Expliciete Directe Instructie
Op basisschool de Uilenpoort geven de leerkrachten zo veel mogelijk instructie op basis van het Expliciete Directe Instructie model (EDI) in twee instructiegroepen. EDI bestaat uit een aantal vaste lesonderdelen, aangevuld met technieken. Het doel is om de leerstof succesvol aan te leren aan zowel de sterke, gemiddelde, als risicoleerlingen.

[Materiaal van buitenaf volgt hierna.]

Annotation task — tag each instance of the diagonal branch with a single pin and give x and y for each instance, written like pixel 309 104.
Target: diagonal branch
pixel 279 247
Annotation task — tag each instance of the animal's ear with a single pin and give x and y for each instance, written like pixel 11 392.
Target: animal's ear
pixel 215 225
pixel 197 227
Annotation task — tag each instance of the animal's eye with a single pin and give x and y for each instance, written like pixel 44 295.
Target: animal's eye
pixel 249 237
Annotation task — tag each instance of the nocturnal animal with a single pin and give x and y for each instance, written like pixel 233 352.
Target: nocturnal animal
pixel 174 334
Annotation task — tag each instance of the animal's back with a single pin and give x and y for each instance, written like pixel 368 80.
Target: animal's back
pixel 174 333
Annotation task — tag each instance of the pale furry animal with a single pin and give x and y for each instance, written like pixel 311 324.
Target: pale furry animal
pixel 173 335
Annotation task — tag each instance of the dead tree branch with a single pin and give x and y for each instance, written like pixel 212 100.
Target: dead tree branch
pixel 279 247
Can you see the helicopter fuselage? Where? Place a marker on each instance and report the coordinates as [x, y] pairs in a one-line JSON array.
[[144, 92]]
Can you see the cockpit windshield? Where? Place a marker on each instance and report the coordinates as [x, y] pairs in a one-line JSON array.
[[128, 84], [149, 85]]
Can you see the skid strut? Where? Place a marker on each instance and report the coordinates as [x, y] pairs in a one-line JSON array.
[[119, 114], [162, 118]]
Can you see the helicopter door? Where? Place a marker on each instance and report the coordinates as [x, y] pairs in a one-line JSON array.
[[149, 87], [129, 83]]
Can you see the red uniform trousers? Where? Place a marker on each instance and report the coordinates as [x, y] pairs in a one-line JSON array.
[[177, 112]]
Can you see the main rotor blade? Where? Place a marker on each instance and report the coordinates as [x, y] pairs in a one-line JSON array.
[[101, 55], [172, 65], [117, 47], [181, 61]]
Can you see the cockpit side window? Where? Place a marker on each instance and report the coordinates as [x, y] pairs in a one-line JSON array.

Een belangrijke techniek is dan ook het controleren van begrip tijdens de verschillende lesonderdelen. Voordat leerlingen zelfstandig de leerstof gaan verwerken, moet 80 procent van hen het lesdoel hebben behaald. Zelfstandig werken is effectiever als leerlingen de leerstof in de basis beheersen. De overige 20 procent krijgt een verlengde instructie als de rest van de klas zelfstandig werkt.
Een EDI-les bestaat uit:
- Activeren van de voorkennis
- Lesdoel
- Instructie over het concept
- Instructie over de vaardigheid
- Begeleide inoefening
- Kleine lesafsluiting
- Zelfstandige verwerking
- Verlengde instructie
- Grote lesafsluiting
Een EDI-les bevat de volgende technieken:
- Betrekken en activeren
- Controleren van begrip
- Feedback
- Herhalen
EDI is een vorm van metacognitief lesgeven. Dit betekent dat je als leerkracht weet hoe je instructie geeft, wanneer je bepaalde technieken gebruikt, waarom dit doet en wat het effect ervan op de ontwikkeling van je leerlingen is. Je bent je er dus steeds van bewust wat je doet, waarom je het doet en waarom je het juist op dat moment doet.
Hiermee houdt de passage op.